Spent the last week in Las Vegas, participating in the latest round of the PDR Instructor Development Program, and this year's Blauer Tactical Combatives Camp. My brain was already reeling, and following it up a day later with a late night conversation with Rory Miller, Erik Kondo and Bill Giovannucci (which I will write about another time) means that my brain is completely fried. Traveling again this weekend for my sister-in-laws wedding. I have no idea how Coach Blauer does this on regular basis and stays sane.
I actually landed in Vegas Monday night, which meant that I had Tuesday to pow-wow with Jason Dury, the director of the PDR Team, and a generally all around good person. Jason and I kicked around a few ideas about PDR related things, and also took the opportunity to travel over to SinCity Crossfit for a quick workout. The Sin City folks were very welcoming, and working through their WOD gave me the opportunity to push myself a bit harder than I've been pushing lately. I actually held up pretty well, and it seems that, despite my fears about my piriformus, I can actually push my body a bit harder than I have been lately. Coach Blauer likes to say that you "never know how much you can do until you try to do more than you can." That pretty well sums it up.
Wednesday the PDR got underway in earnest. The morning and afternoon sessions were for advanced coaches. Coach Blauer took us through some multiple assailants and counter-knife concepts, and Jason, along with Cliff Byerly, the lead instructor for BTS's military and LEO courses, helped shore up a lot of our fundamental drills. (As long as I'm giving shout-outs: Travis White and Dom Rodrigues, two other members of the Mobile Training Team, offered a lot of great feedback as well--and a few choice comments about guys from Boston...).
Wednesday night, the new coach candidates showed up. It was a pretty impressive group--all told, seven different countries were represented there, with people from military, LEO, and martial arts backgrounds. From Wednesday through Friday night is a bit of a blur; PDR sessions are always intense, and I felt the intensity more this time because of the added coaching responsibilities I was given. As I keep returning to these courses, I've found myself more and more conscious of how different coaches teach and move people through the drills, and I spent a lot of this course focusing on the pedagogy as much as the content. Coach Blauer and all of the MTT were really helpful in this regard, offering positive feedback coupled with sound advice about how to improve my teaching.
Which, for me, highlights one of the things I really love about the PDR (and dovetails into part of last night's conversation).
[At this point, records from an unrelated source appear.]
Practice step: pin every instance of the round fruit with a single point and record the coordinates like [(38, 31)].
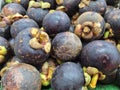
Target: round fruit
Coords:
[(21, 77), (113, 19), (56, 22), (4, 30), (22, 24), (70, 6), (68, 76), (90, 26), (66, 46), (102, 55), (32, 46), (98, 6), (13, 8)]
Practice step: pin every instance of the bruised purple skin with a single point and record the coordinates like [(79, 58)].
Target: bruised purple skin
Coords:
[(117, 80), (71, 6), (13, 8), (102, 55), (66, 46), (21, 24), (4, 42), (95, 5), (21, 77), (5, 32), (52, 3), (68, 76), (56, 22), (93, 17), (113, 19), (24, 51), (37, 14)]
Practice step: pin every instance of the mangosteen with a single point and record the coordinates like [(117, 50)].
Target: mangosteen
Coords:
[(52, 3), (117, 80), (68, 76), (98, 6), (110, 78), (22, 24), (112, 2), (70, 6), (56, 22), (114, 20), (5, 51), (102, 55), (90, 26), (21, 77), (23, 3), (5, 30), (32, 46), (11, 42), (37, 14), (109, 9), (66, 46), (13, 8)]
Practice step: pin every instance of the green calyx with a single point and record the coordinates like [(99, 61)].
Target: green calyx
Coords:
[(8, 1), (3, 52)]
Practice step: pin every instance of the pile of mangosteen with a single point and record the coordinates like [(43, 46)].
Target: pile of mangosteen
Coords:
[(59, 44)]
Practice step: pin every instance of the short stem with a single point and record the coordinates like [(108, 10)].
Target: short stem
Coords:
[(86, 30), (94, 81)]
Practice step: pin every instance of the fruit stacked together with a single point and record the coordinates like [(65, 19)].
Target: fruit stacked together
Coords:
[(61, 44)]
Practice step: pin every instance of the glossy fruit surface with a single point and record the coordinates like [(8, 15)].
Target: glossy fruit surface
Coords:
[(66, 46), (13, 8), (21, 24)]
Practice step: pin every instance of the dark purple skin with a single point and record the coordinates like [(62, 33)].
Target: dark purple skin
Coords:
[(4, 42), (111, 2), (52, 3), (68, 76), (109, 78), (13, 8), (5, 32), (66, 46), (109, 9), (71, 6), (24, 3), (96, 6), (102, 55), (113, 19), (21, 77), (93, 17), (14, 59), (24, 51), (11, 42), (37, 14), (117, 81), (56, 22), (21, 24)]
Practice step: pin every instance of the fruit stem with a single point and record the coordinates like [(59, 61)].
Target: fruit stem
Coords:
[(94, 80), (106, 35), (92, 70)]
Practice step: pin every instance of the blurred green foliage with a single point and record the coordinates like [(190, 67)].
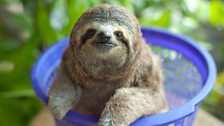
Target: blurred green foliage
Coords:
[(27, 27)]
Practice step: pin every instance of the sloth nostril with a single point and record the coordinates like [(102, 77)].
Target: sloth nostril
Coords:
[(104, 36)]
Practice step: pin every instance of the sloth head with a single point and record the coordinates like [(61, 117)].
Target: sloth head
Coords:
[(106, 40)]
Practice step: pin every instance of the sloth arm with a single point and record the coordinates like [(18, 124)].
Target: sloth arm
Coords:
[(145, 98), (63, 94)]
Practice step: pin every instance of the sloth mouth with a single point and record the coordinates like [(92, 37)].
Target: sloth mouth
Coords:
[(102, 44)]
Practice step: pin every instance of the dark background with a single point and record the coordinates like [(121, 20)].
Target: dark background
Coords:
[(27, 27)]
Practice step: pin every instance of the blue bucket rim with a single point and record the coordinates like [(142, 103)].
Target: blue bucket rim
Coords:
[(157, 119)]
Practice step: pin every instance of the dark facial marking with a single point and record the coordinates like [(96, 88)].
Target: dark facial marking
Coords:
[(88, 35), (118, 34)]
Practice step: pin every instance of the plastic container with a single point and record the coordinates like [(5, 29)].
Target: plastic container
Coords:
[(189, 72)]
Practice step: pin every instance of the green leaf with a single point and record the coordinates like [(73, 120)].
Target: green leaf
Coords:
[(43, 24), (217, 12)]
The PDR program is one of the few programs I've experienced where coaches are actually taught how to coach. A lot of martial arts will teach you how to perform the art, but there is often a false correlation made between being able to DO the art, and being able to TEACH the art.
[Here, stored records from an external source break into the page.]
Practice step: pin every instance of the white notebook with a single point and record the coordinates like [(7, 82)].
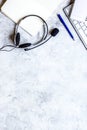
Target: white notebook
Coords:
[(16, 9), (79, 11)]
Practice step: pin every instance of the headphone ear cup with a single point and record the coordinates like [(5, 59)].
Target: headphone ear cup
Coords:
[(17, 39)]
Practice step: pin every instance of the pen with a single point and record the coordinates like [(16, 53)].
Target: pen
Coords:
[(64, 24)]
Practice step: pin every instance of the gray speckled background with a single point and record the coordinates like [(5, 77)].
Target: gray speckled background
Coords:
[(46, 88)]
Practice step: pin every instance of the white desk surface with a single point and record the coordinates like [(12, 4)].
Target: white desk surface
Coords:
[(46, 88)]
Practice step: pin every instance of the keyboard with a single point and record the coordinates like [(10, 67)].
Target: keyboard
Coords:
[(80, 27)]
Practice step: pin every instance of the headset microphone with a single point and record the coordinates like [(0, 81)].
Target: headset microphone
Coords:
[(28, 46)]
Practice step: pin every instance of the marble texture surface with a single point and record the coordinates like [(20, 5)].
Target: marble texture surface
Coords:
[(46, 88)]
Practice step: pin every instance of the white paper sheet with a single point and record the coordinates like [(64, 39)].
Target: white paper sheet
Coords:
[(79, 11)]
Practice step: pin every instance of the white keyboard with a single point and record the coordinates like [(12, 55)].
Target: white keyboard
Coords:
[(80, 27)]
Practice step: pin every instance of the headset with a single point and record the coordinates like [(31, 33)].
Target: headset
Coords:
[(28, 46)]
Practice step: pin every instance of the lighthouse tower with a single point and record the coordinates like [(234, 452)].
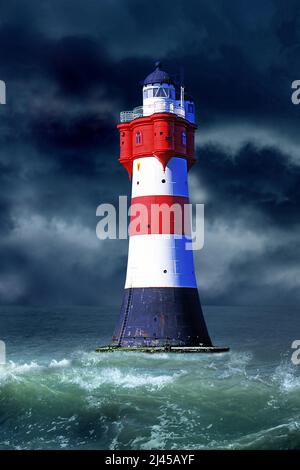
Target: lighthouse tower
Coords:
[(161, 305)]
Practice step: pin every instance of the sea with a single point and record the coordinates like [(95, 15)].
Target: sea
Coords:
[(56, 392)]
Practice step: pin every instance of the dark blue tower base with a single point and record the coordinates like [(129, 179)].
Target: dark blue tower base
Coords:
[(161, 316)]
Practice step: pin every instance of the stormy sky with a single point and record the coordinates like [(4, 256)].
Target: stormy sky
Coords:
[(71, 66)]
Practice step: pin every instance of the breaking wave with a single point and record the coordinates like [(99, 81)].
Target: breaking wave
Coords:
[(138, 401)]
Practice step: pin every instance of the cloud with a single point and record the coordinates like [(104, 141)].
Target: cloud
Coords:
[(70, 68)]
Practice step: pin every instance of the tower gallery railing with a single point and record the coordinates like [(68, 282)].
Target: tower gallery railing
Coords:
[(147, 110)]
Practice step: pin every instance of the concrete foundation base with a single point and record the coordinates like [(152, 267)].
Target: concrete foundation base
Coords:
[(160, 349)]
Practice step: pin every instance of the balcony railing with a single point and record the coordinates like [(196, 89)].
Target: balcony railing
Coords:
[(147, 110)]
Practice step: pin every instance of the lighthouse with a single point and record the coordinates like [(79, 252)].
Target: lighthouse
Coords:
[(161, 306)]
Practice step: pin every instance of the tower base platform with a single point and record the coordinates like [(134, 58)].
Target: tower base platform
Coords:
[(167, 348)]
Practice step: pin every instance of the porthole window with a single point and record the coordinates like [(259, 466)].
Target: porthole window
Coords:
[(138, 138)]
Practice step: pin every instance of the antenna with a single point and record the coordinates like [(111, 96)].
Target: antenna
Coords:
[(181, 86)]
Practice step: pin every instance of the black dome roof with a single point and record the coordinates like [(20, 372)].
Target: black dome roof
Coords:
[(158, 76)]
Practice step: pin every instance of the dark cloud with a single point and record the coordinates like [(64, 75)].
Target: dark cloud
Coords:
[(70, 67)]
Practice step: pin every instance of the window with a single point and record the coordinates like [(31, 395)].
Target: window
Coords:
[(161, 92), (138, 138)]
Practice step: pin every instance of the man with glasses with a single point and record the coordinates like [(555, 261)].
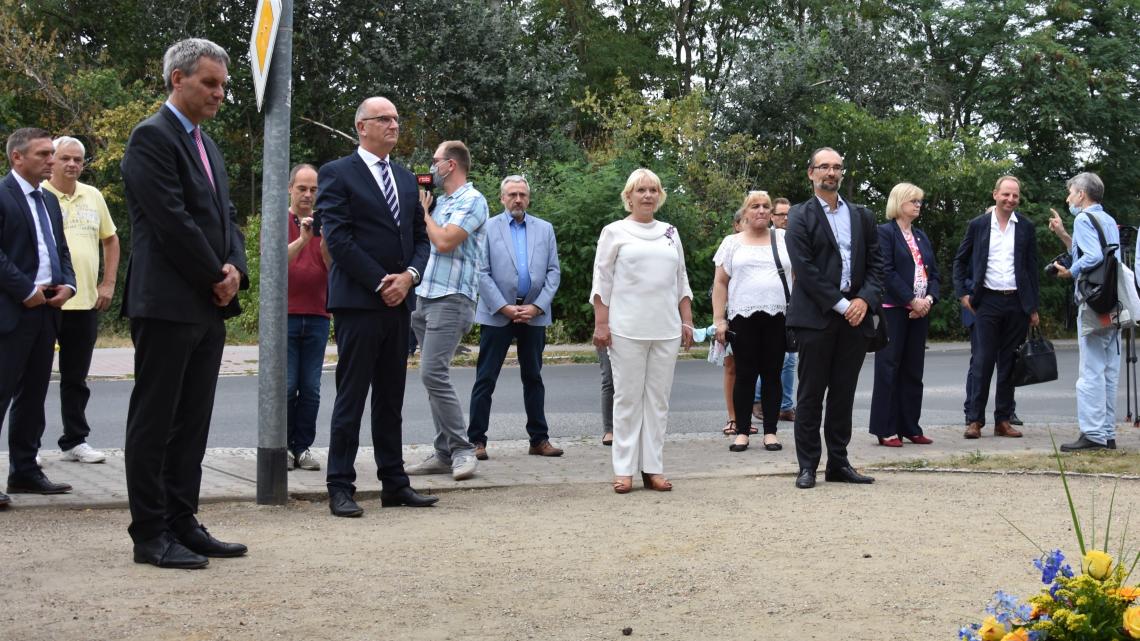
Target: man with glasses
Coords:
[(446, 303), (835, 252), (995, 277)]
In addition to the extra teaching responsibilities, I also had the honor of being part of the team that put together the final High Gear demos for the new coaches at the end of the courses. Sadly, the only videos available are on Facebook, so if you're not connected to me on there, I'm not sure how to show them to you.
Saturday and Sunday were the Combatives Camp, which packed almost 100 people into The Pit Vegas/Sin City Crossfit. In addition to getting to watch how Coach Blauer presented some of the material to an end-user audience, I also had the opportunity to do a lot more coaching throughout the camp. Again, a very cool experience.
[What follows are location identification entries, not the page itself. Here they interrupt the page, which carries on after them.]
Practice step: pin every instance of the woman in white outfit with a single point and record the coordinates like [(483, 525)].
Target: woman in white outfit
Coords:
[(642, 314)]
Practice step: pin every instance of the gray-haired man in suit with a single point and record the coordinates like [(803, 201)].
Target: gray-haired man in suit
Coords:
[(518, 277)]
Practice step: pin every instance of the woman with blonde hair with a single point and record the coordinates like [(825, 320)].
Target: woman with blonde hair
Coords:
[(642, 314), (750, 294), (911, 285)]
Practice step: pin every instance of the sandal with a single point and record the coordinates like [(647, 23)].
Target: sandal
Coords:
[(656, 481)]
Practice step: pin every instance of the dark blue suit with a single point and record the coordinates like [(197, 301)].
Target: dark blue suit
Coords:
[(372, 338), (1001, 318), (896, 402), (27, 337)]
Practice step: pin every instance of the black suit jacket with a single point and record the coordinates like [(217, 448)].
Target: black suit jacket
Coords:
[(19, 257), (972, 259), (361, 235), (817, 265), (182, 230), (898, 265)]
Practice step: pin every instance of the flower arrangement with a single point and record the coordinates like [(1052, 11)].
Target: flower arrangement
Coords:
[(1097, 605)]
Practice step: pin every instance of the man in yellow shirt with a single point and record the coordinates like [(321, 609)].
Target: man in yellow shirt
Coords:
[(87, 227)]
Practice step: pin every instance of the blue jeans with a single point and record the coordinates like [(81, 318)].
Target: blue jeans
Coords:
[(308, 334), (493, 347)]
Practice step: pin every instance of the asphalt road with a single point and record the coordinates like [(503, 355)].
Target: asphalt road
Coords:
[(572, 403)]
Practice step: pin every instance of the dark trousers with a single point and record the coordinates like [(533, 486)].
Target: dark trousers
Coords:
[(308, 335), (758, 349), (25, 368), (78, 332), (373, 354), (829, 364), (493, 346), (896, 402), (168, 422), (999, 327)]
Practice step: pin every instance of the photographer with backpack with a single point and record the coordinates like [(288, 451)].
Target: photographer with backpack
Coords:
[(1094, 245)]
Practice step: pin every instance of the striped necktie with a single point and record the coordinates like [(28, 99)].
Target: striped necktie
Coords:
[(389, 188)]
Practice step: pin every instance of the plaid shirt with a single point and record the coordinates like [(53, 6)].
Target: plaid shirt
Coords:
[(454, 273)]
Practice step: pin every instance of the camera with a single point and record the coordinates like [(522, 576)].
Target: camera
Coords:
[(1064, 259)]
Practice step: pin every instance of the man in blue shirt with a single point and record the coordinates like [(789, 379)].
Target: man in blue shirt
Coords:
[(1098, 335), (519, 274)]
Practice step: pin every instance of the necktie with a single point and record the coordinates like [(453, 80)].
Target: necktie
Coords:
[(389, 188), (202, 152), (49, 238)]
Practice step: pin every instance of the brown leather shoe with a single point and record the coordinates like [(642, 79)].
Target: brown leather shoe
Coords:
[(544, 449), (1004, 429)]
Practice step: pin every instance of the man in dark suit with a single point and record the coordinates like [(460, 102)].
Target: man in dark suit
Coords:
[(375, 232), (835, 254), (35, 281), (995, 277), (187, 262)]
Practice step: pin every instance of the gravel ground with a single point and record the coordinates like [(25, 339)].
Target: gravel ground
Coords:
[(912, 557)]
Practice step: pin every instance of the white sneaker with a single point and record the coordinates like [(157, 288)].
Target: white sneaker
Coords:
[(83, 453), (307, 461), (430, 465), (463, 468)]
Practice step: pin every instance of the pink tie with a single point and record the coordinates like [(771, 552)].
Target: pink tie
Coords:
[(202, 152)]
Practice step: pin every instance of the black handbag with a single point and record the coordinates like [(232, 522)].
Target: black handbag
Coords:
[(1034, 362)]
More name dropping, but with a point. PDR Coach Allesandro Padovani and I ended up taking the "martial arts" group of participants when the camp divided up into training units. Among the people in that group turned out to be Bill Kipp, the man behind FAST Defense, and Richard Norton. Yeah, that Richard Norton.
Why the name drop? Because both Bill and Richard are incredibly accomplished instructors. Either one of them could have approached the course with attitude, could have ignore Ale and I in favor of chatting up Coach Blauer on the sidelines, or dismissed us because we weren't the man in charge. They didn't. They were friendly, approachable, asked questions, and were genuinely curious to expand their knowledge. If I hadn't known who they were, I would have never guessed that either of them was "someone special" in the field. They were just cool, humble guys, who were a blast to work with. I wish I'd had more time to chat with both of them.
There were two guest presenters at the camp this year: Tim Larkin of Target Focus Training did two one hour presentations, though I missed the second one because I was suiting up and prepping for a high gear demo (note: High Gear demo in un-air-conditioned building in Vegas in summer...rough). His first presentation, on Asocial violence, was interesting...similar to some of Rory's ideas about asocial violence, but presented in a different format. Honestly, I kind of wanted the presentation to be a bit longer or more in-depth. The ideas are interesting, but I felt like Tim was just scratching the surface. I missed enough of his presentation on injury that I don't really feel like I can comment on it honestly.
Greg Glassman of Crossfit had an interesting discussion on the concept of Virtuosity, which I think was actually really valuable and relevant for athletes of all kinds, particularly those in combative activities. He writes a bit about it here. I'll do my own writing on it later.
There's so much still swimming around in my head that I don't think I can recap it all in one post. More will probably filter out over the coming weeks. As usual, the training was an amazing experience, and I can't wait to do more.